Similarly, he added that the Ministry has been vetting all local private employment recruitment agencies through an inter-ministerial committee, to make sure that any Kenyan going to work in the foreign market does so within the law and is well protected.
The Ministry, Chelugui said, is committed to fight against human trafficking and will continue to provide leadership in the sector by strengthening partnerships, reviewing of the current laws, victim protection, prosecution of traffickers, capacity building of law enforcement agencies and creation of awareness to communities, more so the segments at higher risk of trafficking namely children, women, migrants, refugees and Internally Displaced Persons.
“Human trafficking is not only an injustice to the victim, but it is an injustice unto the families and friends of that victim. Let us therefore work together in protecting their rights and to end human trafficking in our country and the world at large,” Chelugui said.
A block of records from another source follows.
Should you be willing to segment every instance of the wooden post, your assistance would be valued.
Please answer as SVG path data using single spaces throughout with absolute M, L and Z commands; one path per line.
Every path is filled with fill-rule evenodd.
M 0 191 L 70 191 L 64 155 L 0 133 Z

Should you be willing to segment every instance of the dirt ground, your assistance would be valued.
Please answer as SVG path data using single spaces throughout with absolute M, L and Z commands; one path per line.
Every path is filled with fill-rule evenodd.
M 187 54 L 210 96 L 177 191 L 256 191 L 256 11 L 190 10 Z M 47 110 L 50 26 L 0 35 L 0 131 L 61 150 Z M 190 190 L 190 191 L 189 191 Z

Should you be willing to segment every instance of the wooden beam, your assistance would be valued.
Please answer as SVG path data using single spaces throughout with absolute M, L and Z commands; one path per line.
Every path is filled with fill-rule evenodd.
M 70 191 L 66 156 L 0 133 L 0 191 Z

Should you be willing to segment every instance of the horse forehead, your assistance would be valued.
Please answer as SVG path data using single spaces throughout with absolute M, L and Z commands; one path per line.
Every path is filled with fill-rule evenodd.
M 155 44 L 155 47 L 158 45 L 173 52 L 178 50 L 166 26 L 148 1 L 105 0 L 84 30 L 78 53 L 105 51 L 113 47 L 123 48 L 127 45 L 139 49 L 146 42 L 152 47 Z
During the event that was hybrid, two victims of human trafficking: Mr. Masudi Kuasha and Somoe Ali narrated their ordeal after they left the country for greener pastures. “I was to be a driver when I landed in Saudi Arabia but it turned out to be a sales position and when I was involved in an accident I was not compensated since I was a foreigner,” Masudi said.
For Ms. Somoe Ali hers was a case of sexual exploitation and she returned home dejected. “I want to urge the government to curb fake recruitment agencies, build safe houses for returnee victims with doctors and counsellors and employ more attaches abroad.
The theme for this year’s celebration, “Victims’ Voices Lead the way,” puts the victims of human trafficking persons at the center of the campaign and highlights the importance of listening to, and learning from survivors of human trafficking.
Institutions that convened to commemorate the world day against human trafficking at the ministries headquarter in Nairobi were Directorate of Public Prosecutions (DPP), International Labour Organization (ILO), International Organization for Migration (IOM), United Nations Office on Drugs and Crime (UNODC), and National Assistance Trust Fund for Victims of Trafficking.